Bayesian inference is, to be overly simple, a way to write probabilistic if-statements and fit them from data. The "if" statement in this case is "if the bug is there...", and of course it's often the case that in actual software that if statement is probabilistic in nature. This thing does git bisect with a flaky bug with bayesian inference handling the flakiness to get you a decent estimate of where the bug is in the git history. It seems to be usable, or at least as usable as a Show HN thingy is expected to be.

teckywoe 9 hours ago | parent | prev | next [-]

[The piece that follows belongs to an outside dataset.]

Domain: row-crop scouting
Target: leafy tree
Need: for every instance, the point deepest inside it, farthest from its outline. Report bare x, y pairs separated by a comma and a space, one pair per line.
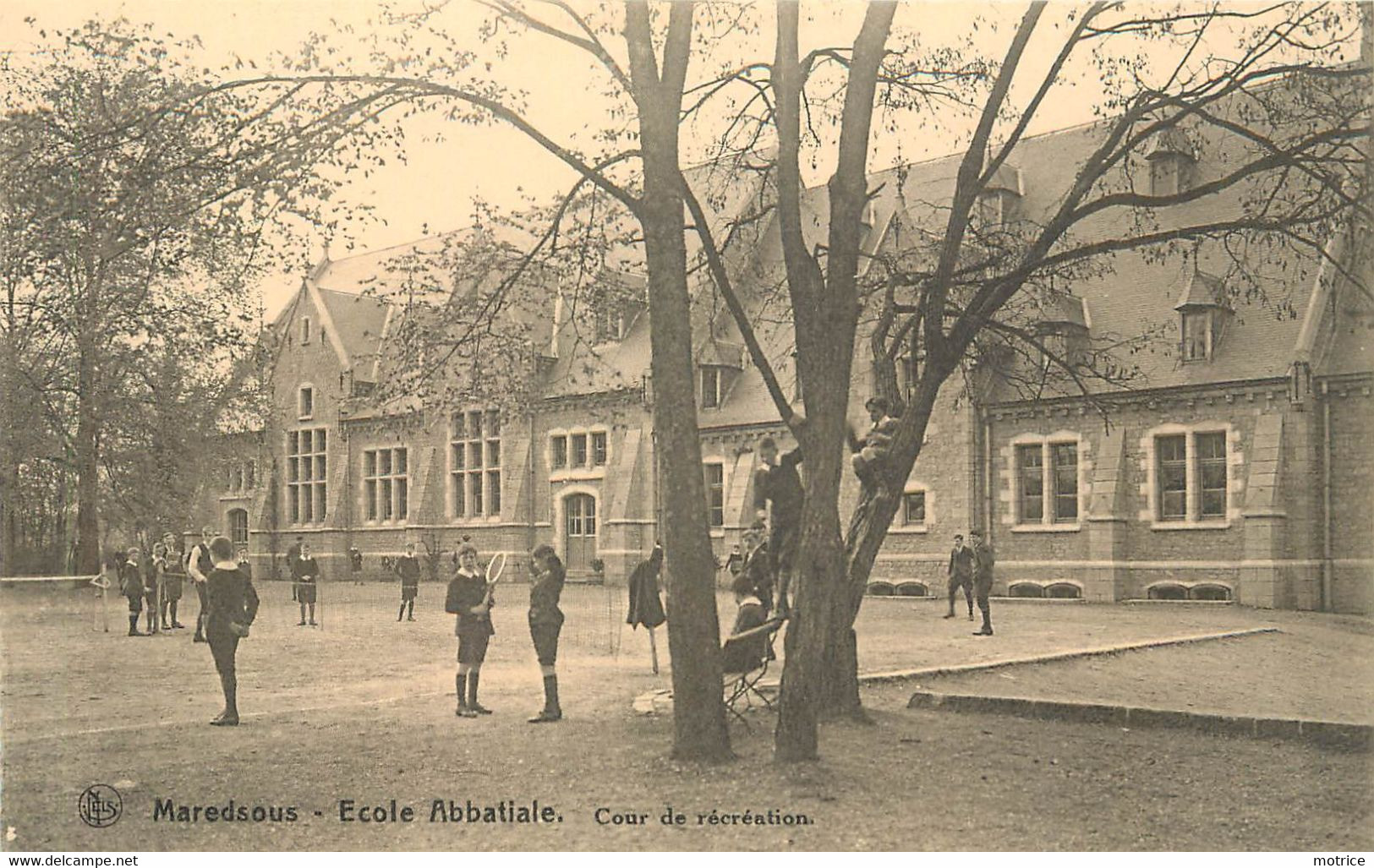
135, 219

Opening the discussion to include properties of nondeterministic bugs.

Often these bugs depend on timing, caused by unpredictable thread scheduling, CPU load, disk and networking timing, etc. Git commits can affect app timing and change the likelihood of the bug occurring, but in many cases these changes aren't related to the underlying bug. That's distinct from a regular git bisect to find a deterministic bug.

One cool bayesect application is to identify the commit that most frequently hits the bug, so it's easier to debug. But more broadly, I'm wondering about the underlying philosophy of bisection for nondeterministic bugs, and when I'd use it?

hrmtst93837 an hour ago | parent | next [-]

Bayesian bisection helps when the failure rate shifts enough to measure. Once a bug rides on scheduler jitter or some external side effect you don't control, the posterior gets mushy fast.

In practice bayesect gives you a ranked suspect list, and that's still better than poking at the repo blind, but calling the top commit "the cause" is where people fool themselvs. Half the time the winner only nudged timing and the bug still lives somewhere else.

rs545837 2 hours ago | parent | prev [-]

[dead]

ncruces 8 hours ago | parent | prev [-]

If you want to read more about the bisect idea itself, this link has a bunch of interesting use cases:

https://research.swtch.com/bisect

TLDR: you can bisect on more than just "time".